Though the White House’s proposed ban is still in the talking stage — as are several bills in Congress that would do the same — some investors are heading for the exits, according to Parcl Labs, a real-time analytics and research firm.
In 13 of the top 20 metro areas, investors are listing at more than 1.5 times their ownership share, the company found. Purchase activity has been declining since rates rose in 2022.
“The White House proposal targets a behavior the market has been pulling back on its own for years,” the report says. “Therefore, the policy may accelerate what’s already in motion.”
In every major market, investors’ share of listings exceed their share of ownership. Dallas has the largest spread, with owners there holding 9.2% of the housing stock, but account for 22.8% of all the houses for sale.
The retreat started before President Trump offered the proposal as a way to boost the number of houses for sale to owner-occupants, and long before the idea was refined to define investors as those with 100 or more units in their portfolios, the company found.
“Investor listing share has surged since late 2024, and net selling is accelerating,” the company found. In Atlanta, for every home investors buy, they now sell nearly two.
“When selling pressure concentrates in markets where investors hold a material share of supply, it has the potential to move local home prices for all sellers, not just institutional ones,” Parcl Labs says.
Most of the largest Wall Street landlords are sitting tight. But one appears to be looking to get out of the business altogether.
The outlier is FirstKey Homes (Cerberus). It has 301 active listings, and nearly every one is “highly motivated, with an average of a nearly 20% price cut from their original list prices. Otherwise, outfits like Invitation Homes, AMH, and Progress Residential show small for-sale counts relative to their portfolios.
But the 100-plus-unit segment the proposed ban targets is “starting to move,” Parcl Labs found.

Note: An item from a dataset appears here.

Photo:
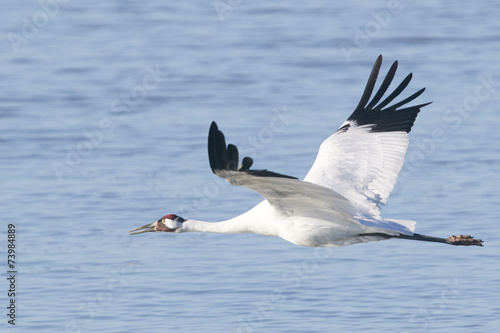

The firm tracked 11,221 active listings from 714 portfolios at that 100-plus level. Of those, 4,142 properties — 37% were “fire sales” which investors are aggressively cutting prices to get out. Motivated sellers are largely concentrated in Dallas-Fort Worth, Houston, Atlanta, and Tampa.
“Listing volume tells one part of the story. The other part is pricing behavior,” the company reported. “An investor listing a property at market rate and waiting patiently is managing a portfolio. An investor slashing prices repeatedly over months is trying to get out of a position.”